A novel fusion protein attenuates collagen-induced arthritis by targeting interleukin 17A and tumor necrosis factor α.

This study was undertaken to generate a novel dual targeting fusion protein (DTF), targeting tumor necrosis factor α (TNF-α) and interleukin 17A (IL-17A), and determine its anti-arthritis properties in vitro and in vivo. DTF consisted of an anti-IL-17A single chain variable fragment, a soluble TNF receptor 1, and an Fc fragment. Both clinical and histopathological evaluations suggest that DTF and etanercept can ameliorate collagen induced arthritis. However, the arthritis severity score of DTF-treated mice was lower than that of etanercept-treated mice. In addition, DTF was more potent than etanercept in decreasing the ratio of RANKL/OPG in the serum and rebalancing the population ratio of Treg/Th17 cells in the spleens. In vitro, IL-17A and TNF-α had synergistic effects in inducing the expression of inflammatory cytokines in fibroblast-like synoviocyte from RA patients (RA-FLS), human leukemia (THP-1), and rheumatoid synovial fibroblast (MH7A).
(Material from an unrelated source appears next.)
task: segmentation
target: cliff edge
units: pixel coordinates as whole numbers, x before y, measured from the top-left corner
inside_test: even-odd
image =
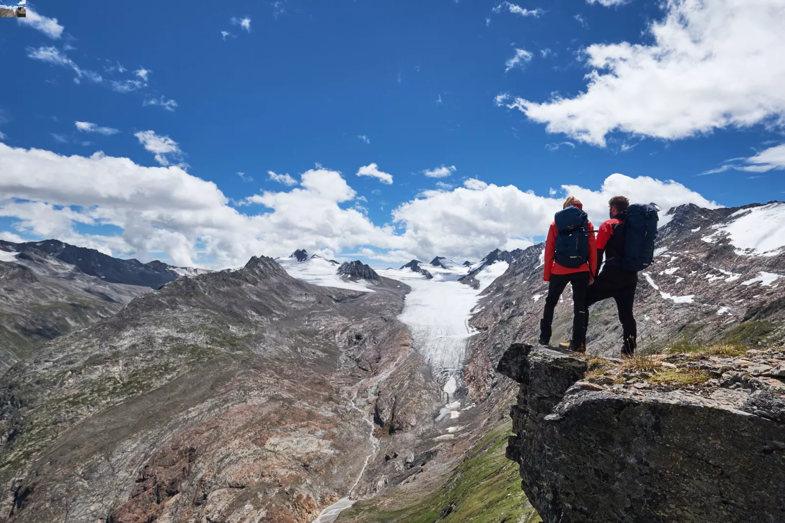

IL-17A and TNF-α also had synergistic effects in inducing proliferation and migration of MH7A cells. However, we observed that DTF was more efficient than etanercept in suppressing these synergistic effects. Our results demonstrate that DTF is highly efficient in the treatment of arthritis and has the potential to overcome the limited therapeutic responses obtained with single cytokine neutralization.